One month ago, the prospect of a labor stoppage by MLS players seemed far-fetched. Sure, the threat of a strike was a legitimate and valuable negotiating tactic, but still, the chances of a compromise being reached with the league and owners over a new collective bargaining agreement seemed far likelier. Failing that, an owner lockout was more conceivable than a player strike.
Fast-forward to the present day, and we're less than 48 hours from the (twice-extended) negotiating deadline. With the mudslinging having moved into the public sphere through various statements and media reports, it seems the opposing parties are further apart than ever, meaning that, come Friday morning, a player work stoppage could begin.
A lockout is less likely following MLS' announcement that it was prepared to operate the 2010 season under the old CBA, something it had previously said it would not do. As Soccer America's Ridge Mahoney put it, that revelation "drilled an overhead smash into the players' side of the court," and though nothing about this saga is overly clear, it does seem that the rank and file are prepared to respond by striking, if necessary.
If they do walk out, the question becomes, for how long will industrial action have to go on before the owners and league make the concessions that are desired if, indeed, they ever will?
The hot-button topics remain the same, with free agency and guaranteed contracts just two of the major changes being demanded by the players. The rhetoric suggests that both sides remain committed to doing what they can to reach an agreement, but, though hope remains, the sands of time are running dangerously low before Thursday night's deadline.

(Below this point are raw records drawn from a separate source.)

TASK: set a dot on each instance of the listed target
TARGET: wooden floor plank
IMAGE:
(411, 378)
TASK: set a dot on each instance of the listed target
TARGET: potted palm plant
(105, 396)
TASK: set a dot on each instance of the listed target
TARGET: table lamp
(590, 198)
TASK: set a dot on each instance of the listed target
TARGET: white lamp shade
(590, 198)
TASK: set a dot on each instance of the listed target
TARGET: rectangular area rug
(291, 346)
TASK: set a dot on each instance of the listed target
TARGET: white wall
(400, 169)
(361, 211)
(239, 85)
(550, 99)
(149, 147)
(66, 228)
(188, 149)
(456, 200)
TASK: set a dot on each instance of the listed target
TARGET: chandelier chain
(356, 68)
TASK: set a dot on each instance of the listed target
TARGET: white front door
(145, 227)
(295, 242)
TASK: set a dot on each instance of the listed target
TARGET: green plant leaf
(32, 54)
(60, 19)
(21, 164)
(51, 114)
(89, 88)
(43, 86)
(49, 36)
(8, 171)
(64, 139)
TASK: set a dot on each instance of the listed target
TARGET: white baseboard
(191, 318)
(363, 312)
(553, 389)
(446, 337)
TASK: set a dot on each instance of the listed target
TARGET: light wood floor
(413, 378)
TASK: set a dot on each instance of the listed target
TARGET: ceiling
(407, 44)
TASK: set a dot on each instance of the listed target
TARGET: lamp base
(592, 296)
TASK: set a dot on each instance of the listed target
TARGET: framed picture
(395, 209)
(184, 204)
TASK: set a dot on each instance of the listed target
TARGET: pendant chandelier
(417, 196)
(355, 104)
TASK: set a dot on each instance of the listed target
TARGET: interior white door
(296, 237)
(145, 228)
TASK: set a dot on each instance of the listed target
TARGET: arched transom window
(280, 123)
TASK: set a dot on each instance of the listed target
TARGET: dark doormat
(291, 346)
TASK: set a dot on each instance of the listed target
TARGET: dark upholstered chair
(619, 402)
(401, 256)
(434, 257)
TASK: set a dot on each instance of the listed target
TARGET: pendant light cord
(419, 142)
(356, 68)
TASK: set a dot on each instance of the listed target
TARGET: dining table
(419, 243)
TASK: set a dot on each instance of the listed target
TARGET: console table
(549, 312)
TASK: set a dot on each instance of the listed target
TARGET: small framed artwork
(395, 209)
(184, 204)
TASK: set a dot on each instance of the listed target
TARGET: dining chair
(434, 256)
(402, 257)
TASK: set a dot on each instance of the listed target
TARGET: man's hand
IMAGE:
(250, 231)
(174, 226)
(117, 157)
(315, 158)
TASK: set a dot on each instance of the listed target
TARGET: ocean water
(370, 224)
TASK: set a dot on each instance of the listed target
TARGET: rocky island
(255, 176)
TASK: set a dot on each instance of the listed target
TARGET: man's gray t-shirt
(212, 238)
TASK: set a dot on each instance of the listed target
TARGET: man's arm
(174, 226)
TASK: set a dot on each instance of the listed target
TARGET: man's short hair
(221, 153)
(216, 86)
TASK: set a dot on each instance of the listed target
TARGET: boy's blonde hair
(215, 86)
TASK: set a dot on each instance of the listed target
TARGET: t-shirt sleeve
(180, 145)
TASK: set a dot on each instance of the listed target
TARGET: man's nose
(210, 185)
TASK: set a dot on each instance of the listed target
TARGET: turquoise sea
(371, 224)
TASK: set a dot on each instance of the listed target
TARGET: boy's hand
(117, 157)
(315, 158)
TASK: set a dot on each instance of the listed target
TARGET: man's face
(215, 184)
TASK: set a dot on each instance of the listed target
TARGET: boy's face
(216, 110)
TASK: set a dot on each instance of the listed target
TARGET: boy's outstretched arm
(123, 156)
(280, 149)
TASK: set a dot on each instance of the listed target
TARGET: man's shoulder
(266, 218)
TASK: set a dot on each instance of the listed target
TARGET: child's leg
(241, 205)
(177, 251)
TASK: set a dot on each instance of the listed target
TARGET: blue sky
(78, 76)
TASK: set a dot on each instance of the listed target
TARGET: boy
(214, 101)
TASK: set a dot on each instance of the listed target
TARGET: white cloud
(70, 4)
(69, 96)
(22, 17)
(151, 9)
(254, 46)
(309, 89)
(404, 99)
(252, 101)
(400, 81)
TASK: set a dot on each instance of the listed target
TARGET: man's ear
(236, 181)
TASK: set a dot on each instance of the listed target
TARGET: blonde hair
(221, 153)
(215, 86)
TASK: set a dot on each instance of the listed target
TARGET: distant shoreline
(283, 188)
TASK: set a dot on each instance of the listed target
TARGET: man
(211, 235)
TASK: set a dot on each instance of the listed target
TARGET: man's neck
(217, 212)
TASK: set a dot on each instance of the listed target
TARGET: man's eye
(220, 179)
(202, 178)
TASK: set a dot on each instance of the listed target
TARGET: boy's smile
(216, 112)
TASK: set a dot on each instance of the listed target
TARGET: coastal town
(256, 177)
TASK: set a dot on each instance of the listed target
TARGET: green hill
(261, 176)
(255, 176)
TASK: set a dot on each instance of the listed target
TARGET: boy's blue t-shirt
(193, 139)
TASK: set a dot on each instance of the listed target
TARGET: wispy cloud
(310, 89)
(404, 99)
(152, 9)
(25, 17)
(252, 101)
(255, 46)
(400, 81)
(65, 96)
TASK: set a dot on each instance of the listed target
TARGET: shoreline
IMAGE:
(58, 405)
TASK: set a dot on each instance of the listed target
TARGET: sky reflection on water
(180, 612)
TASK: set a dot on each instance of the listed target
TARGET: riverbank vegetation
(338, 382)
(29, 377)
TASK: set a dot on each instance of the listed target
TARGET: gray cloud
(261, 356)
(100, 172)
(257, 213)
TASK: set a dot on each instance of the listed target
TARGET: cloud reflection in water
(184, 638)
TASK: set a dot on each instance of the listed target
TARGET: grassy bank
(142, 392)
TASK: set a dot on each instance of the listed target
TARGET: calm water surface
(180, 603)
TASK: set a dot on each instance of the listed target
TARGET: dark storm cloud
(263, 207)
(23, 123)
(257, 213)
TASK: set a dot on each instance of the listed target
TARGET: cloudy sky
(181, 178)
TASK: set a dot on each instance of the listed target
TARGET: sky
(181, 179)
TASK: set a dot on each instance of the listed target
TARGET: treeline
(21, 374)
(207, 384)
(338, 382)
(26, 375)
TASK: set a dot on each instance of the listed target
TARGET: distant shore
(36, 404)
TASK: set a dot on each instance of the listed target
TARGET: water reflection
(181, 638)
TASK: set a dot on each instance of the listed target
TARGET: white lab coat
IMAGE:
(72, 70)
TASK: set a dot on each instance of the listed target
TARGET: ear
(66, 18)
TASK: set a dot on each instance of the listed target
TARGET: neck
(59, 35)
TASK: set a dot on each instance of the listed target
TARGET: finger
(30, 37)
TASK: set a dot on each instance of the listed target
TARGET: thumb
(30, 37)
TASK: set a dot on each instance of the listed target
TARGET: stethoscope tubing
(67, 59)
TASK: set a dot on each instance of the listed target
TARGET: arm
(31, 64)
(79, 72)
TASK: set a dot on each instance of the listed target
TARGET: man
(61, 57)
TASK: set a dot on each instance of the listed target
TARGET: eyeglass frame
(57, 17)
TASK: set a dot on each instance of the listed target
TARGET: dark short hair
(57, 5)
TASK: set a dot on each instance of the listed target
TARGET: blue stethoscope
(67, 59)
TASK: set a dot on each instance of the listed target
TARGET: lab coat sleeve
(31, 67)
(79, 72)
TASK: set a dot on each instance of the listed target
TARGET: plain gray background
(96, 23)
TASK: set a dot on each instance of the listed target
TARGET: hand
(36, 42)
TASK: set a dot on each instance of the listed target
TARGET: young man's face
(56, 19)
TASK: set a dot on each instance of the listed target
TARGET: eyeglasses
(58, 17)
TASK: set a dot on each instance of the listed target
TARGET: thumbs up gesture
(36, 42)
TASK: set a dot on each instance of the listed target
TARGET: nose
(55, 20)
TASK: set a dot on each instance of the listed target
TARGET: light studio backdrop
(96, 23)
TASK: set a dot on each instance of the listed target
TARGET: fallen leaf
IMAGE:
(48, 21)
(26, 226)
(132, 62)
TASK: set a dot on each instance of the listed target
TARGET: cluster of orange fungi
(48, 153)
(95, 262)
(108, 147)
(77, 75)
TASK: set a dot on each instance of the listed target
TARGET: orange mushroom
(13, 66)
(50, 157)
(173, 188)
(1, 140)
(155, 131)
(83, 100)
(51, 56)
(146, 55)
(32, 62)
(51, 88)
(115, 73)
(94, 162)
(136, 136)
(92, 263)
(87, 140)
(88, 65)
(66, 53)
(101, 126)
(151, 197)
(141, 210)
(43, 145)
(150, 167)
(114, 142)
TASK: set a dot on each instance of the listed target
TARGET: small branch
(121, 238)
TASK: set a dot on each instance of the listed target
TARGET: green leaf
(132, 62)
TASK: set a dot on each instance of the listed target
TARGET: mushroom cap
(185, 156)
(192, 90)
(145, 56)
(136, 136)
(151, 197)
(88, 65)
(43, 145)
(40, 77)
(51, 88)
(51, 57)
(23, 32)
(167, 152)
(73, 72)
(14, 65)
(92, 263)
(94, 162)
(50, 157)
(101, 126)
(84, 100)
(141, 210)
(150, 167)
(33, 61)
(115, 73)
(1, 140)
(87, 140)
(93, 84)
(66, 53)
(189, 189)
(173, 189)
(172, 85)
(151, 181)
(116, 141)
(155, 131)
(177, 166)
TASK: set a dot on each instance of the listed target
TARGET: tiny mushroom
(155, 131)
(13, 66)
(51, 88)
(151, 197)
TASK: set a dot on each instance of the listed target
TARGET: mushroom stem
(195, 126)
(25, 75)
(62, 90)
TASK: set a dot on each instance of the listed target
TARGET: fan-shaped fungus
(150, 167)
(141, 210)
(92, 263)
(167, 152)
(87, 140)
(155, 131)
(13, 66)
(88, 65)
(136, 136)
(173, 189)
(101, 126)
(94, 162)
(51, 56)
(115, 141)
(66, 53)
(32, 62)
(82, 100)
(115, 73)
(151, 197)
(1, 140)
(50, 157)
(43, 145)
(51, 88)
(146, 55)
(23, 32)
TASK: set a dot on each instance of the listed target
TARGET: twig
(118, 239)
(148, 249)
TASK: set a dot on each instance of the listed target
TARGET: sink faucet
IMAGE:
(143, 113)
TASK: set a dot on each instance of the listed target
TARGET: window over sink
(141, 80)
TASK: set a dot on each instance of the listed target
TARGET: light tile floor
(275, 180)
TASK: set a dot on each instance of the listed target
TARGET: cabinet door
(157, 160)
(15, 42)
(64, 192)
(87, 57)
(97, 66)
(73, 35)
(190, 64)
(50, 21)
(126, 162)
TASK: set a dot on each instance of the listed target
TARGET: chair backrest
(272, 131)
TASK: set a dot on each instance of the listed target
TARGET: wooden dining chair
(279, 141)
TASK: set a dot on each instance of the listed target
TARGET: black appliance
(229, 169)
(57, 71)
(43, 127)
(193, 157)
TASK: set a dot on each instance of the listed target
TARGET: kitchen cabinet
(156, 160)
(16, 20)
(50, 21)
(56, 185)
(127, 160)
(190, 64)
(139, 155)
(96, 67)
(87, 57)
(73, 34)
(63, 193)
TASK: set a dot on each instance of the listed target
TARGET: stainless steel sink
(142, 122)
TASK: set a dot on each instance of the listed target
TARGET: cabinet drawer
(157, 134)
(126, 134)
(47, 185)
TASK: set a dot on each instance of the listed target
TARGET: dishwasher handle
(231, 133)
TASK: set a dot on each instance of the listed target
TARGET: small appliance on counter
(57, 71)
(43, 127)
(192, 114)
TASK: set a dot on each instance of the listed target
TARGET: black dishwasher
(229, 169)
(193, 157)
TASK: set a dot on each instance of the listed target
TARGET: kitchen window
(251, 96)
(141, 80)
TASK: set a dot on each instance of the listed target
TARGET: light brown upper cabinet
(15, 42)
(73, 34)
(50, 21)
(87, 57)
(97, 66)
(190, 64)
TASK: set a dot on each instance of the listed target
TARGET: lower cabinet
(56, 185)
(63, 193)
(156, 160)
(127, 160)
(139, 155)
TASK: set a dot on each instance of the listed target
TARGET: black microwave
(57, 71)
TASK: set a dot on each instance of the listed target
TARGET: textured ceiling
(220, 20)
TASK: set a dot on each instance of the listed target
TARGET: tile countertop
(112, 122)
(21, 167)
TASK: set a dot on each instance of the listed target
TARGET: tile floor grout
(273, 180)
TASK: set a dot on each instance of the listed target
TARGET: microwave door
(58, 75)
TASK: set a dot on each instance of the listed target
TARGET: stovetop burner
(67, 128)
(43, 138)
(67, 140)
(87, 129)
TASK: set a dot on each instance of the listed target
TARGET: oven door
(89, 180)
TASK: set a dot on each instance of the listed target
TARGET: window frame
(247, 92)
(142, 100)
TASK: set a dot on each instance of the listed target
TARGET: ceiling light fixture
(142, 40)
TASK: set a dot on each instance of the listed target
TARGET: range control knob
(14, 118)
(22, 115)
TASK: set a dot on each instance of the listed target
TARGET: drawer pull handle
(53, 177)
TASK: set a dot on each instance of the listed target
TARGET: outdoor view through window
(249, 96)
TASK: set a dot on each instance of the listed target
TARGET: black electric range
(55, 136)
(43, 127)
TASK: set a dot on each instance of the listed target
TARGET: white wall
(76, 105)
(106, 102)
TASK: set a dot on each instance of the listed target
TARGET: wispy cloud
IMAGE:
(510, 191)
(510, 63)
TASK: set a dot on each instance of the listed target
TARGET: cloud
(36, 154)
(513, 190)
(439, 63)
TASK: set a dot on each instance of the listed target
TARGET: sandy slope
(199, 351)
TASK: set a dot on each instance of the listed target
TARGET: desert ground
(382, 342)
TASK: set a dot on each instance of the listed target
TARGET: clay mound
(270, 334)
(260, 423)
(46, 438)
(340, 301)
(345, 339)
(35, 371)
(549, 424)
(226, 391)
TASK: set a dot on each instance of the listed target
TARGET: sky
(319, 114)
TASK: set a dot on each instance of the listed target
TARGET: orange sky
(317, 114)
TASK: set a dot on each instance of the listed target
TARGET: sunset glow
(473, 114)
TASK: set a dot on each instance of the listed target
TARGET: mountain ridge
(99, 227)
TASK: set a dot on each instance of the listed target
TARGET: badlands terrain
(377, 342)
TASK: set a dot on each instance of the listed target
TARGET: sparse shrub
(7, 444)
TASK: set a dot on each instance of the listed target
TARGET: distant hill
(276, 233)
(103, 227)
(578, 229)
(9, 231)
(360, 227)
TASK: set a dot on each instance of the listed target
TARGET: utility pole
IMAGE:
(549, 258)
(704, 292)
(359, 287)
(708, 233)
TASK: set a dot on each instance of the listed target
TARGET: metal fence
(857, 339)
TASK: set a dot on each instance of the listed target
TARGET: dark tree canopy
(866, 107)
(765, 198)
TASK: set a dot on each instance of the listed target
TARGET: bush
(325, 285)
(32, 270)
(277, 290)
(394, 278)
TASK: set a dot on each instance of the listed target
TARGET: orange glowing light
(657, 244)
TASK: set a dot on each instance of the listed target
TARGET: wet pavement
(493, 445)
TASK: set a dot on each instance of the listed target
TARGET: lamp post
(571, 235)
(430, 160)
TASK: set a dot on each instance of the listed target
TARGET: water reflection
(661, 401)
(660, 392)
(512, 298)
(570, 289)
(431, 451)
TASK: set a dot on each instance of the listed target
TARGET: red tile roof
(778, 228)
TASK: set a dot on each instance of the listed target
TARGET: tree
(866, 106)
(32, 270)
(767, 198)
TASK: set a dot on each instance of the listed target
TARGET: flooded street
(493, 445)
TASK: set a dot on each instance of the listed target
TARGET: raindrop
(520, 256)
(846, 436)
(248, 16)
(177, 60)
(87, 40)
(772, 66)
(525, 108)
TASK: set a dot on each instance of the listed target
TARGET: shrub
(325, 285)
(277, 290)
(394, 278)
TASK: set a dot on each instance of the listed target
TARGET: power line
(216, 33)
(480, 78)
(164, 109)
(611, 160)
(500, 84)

Meanwhile, while what appear to be increasingly fractious talks continue, fans of MLS' 16 teams watch and wait, hoping that the worst-case scenario will be avoided and that they will have soccer to watch when the regular season is scheduled to start March 25.
Good luck, young man
MLS champion Real Salt Lake showed no signs of resting on its laurels this week by making a move to sign one of the most highly touted young American players of recent years.
Luis Gil is a 17-year-old midfielder who, according to reports, snubbed interest from Real Madrid and Arsenal in favor of signing with MLS. Initially allocated to Kansas City, Gil arrives in Utah in exchange for a 2011 second-round draft pick and an international player roster slot plus the guarantee that 25 percent of any future transfer fee received for him will go to the Wizards.
Gil has an impressive résumé, having had two countries -- he rejected Mexico in favor of the U.S. -- scrapping to cap him at the international level, at which he was the youngest member of the U.S. U-17 World Cup squad last year. Now he attempts to make the jump from age-group soccer to the professional level, where he will hope to make a greater impact than a number of RSL's previous high-profile teenage recruits.
In 2005, the franchise used its first-ever draft pick to select 16-year-old Nikolas Besagno. The move turned out to be disastrous for both the player -- Besagno played eight games in four years -- and the team. (Some of the players overlooked with that initial pick were a number of future U.S. internationals, including Brad Guzan, Michael Parkhurst and Chris Rolfe.)
In 2006, RSL traded for teen Freddy Adu from D.C. United. Adu showed signs of living up to his hype before being sold to Benfica in the middle of the following season after he impressed at the U-20 World Cup.
Meanwhile, Gil will join 19-year-old Alex Nimo on RSL's roster. Nimo signed a Generation Adidas contract and was the 17th overall pick in the 2008 draft but has yet to log a minute of MLS action.